Comprehensive Survey of Using Machine Learning in the COVID-19 Pandemic

Affiliations
Review

Comprehensive Survey of Using Machine Learning in the COVID-19 Pandemic

Nora El-Rashidy et al. Diagnostics (Basel). .

Abstract

Since December 2019, the global health population has faced the rapid spreading of coronavirus disease (COVID-19). With the incremental acceleration of the number of infected cases, the World Health Organization (WHO) has reported COVID-19 as an epidemic that puts a heavy burden on healthcare sectors in almost every country. The potential of artificial intelligence (AI) in this context is difficult to ignore. AI companies have been racing to develop innovative tools that contribute to arm the world against this pandemic and minimize the disruption that it may cause.
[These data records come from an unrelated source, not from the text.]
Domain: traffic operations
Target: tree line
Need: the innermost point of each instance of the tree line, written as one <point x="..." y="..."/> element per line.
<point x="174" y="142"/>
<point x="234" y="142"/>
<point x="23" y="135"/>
The main objective of this study is to survey the decisive role of AI as a technology used to fight against the COVID-19 pandemic. Five significant applications of AI for COVID-19 were found, including (1) COVID-19 diagnosis using various data types (e.g., images, sound, and text); (2) estimation of the possible future spread of the disease based on the current confirmed cases; (3) association between COVID-19 infection and patient characteristics; (4) vaccine development and drug interaction; and (5) development of supporting applications. This study also introduces a comparison between current COVID-19 datasets. Based on the limitations of the current literature, this review highlights the open research challenges that could inspire the future application of AI in COVID-19.

Keywords: COVID_19; artificial intelligence; deep learning.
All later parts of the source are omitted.